Engages as many senses as possible — We are humans, not machines. We interact with our world through touch, taste, smell, sound, and sight.
Provokes an emotion — It’s one thing to see or smell; it’s another thing to feel fear, hope, anger, gladness, etc.
Commands an action — Never assume that if you present your case, the reader will do something. Order them to. They may disobey the order, but at least they did something.
4. Do Your Follow-Ups Invite More Interaction?
Saying thank you is important. But is it enough?
Two Follow-up Traps
Too Many Options
In your thank you and confirmation communication, offering an opportunity to read, download, or demo another resource is a fantastic idea. Giving them too many to chose from is a problem. If you don’t know what your prospect needs, you will have a higher probability of falling into the trap of too many options.
I recommend “two plus one.”
We are often binary — on/off. If you only offer one option, the response is either yes or no. If you offer two, you’ve doubled your chances of a response. The choice is still binary, but the prospect now can choose A or B.

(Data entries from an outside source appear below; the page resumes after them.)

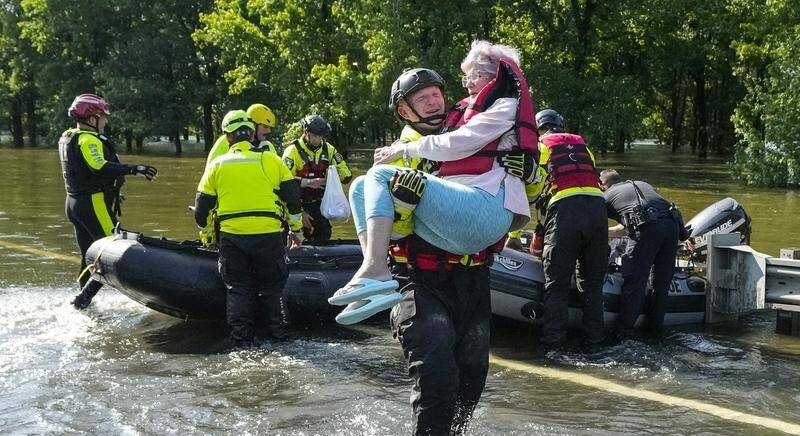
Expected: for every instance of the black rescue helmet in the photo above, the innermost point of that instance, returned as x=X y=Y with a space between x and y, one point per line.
x=316 y=125
x=411 y=81
x=549 y=119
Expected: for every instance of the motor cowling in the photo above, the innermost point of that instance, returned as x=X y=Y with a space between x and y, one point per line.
x=724 y=216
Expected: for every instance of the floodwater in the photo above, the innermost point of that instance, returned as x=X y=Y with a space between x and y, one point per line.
x=120 y=368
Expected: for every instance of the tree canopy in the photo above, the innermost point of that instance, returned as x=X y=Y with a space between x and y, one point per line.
x=715 y=76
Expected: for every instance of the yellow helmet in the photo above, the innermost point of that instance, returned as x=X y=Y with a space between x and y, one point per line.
x=234 y=120
x=262 y=115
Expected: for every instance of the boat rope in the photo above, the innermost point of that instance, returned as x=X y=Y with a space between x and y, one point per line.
x=93 y=266
x=669 y=400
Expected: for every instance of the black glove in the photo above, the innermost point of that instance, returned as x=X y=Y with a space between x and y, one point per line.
x=408 y=187
x=147 y=171
x=519 y=164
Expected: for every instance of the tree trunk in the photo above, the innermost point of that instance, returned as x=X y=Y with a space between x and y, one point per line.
x=129 y=140
x=178 y=145
x=30 y=118
x=16 y=122
x=701 y=113
x=583 y=25
x=208 y=125
x=619 y=141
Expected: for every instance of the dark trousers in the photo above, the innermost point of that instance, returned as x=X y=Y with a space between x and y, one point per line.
x=652 y=246
x=322 y=227
x=443 y=326
x=82 y=212
x=576 y=233
x=254 y=270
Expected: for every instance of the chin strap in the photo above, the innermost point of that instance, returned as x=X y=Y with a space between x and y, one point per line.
x=433 y=120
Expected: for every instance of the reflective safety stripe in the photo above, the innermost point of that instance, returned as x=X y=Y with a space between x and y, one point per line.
x=101 y=212
x=261 y=213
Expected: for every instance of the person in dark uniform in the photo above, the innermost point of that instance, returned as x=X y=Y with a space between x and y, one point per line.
x=443 y=320
x=252 y=257
x=308 y=158
x=575 y=231
x=647 y=219
x=93 y=176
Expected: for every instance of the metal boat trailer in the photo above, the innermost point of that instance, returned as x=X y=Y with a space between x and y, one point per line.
x=742 y=280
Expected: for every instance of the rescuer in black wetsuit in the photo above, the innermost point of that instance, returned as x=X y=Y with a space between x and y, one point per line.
x=647 y=219
x=93 y=176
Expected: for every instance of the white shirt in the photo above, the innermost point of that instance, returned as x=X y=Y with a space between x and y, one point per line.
x=496 y=122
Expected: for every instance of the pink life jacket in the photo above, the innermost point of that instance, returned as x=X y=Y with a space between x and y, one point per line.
x=570 y=165
x=508 y=82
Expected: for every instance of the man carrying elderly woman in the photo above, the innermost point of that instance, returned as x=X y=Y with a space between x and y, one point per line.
x=442 y=319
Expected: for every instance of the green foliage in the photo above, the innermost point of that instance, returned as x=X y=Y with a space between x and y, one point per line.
x=674 y=70
x=768 y=120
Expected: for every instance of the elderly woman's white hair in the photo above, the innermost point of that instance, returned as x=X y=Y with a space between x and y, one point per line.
x=483 y=56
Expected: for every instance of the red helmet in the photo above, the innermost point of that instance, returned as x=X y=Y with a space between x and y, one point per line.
x=86 y=105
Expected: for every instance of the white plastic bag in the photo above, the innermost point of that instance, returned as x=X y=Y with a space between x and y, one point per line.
x=335 y=206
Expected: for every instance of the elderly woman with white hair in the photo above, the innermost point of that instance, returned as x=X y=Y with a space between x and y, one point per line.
x=466 y=207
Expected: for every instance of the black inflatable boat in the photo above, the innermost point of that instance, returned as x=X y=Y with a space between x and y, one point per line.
x=181 y=279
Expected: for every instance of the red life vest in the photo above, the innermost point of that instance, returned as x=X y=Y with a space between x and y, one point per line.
x=570 y=165
x=508 y=82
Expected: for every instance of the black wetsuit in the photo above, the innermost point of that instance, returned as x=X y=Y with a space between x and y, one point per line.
x=443 y=325
x=92 y=203
x=652 y=245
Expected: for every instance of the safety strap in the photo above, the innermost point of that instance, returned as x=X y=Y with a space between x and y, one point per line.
x=308 y=158
x=91 y=268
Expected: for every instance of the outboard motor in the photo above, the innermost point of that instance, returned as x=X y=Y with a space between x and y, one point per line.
x=724 y=216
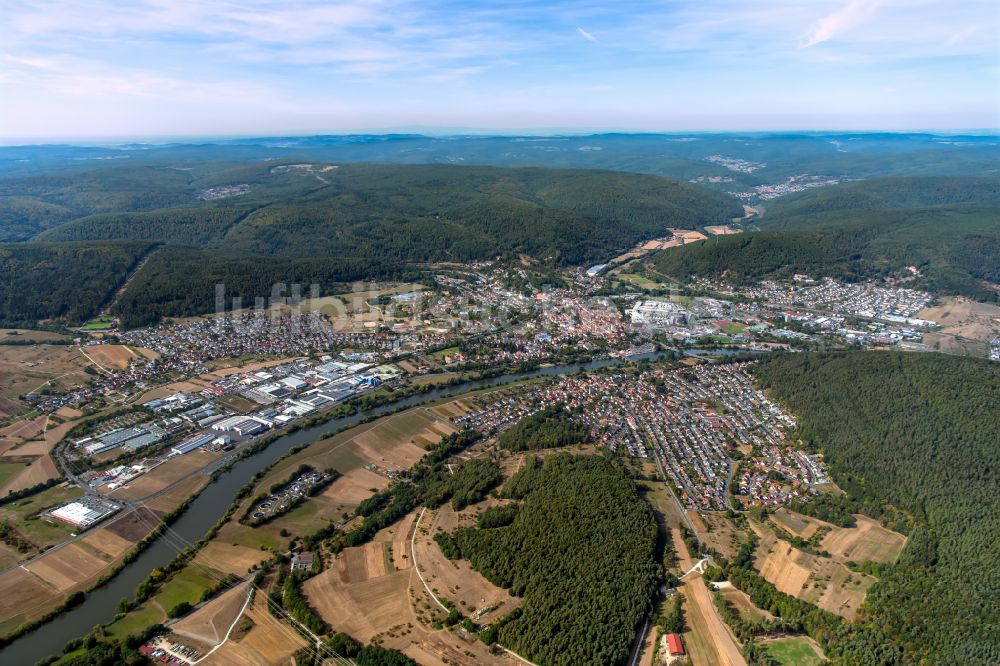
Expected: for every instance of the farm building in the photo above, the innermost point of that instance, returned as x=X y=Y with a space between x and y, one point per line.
x=301 y=561
x=84 y=512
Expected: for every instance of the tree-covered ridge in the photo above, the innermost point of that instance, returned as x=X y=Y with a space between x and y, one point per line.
x=67 y=281
x=437 y=212
x=546 y=429
x=360 y=221
x=180 y=281
x=185 y=225
x=580 y=551
x=424 y=212
x=956 y=247
x=918 y=432
x=883 y=194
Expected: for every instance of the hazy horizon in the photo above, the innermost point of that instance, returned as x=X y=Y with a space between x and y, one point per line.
x=163 y=68
x=469 y=132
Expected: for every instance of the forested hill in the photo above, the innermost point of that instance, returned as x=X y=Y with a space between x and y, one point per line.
x=425 y=213
x=918 y=432
x=949 y=228
x=325 y=224
x=68 y=281
x=882 y=194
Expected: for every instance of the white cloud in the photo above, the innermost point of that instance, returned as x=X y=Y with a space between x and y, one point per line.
x=847 y=17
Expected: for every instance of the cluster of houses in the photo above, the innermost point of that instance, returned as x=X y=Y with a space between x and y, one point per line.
x=695 y=422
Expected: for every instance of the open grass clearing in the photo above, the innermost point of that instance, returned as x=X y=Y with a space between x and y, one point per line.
x=210 y=622
x=795 y=651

The plus one is a (much) smaller image to click or can feel like a PS in your text. I recommend it feels like a secret bonus or an inside track. If the plus one is high touch — phone call, personal response to an emailed question, etc. — all the better.
Going for the Jugular
You want everyone you meet to buy. You know you must “ask for the sale.” However, in marketing, this is akin to going to a speed dating session at a restaurant and opening every 3-minute interaction with, “Will you marry me?” What is the best “second date” resource you have available? Offer that in your two plus one.
The First Thing to Do After Reading This Article
Assemble your team and look at a single engagement you’ve prepared for your audience. From headline through followup, break it down. Where can it be stronger, better, more engaging? Use these four questions to look at its parts and put it back together again.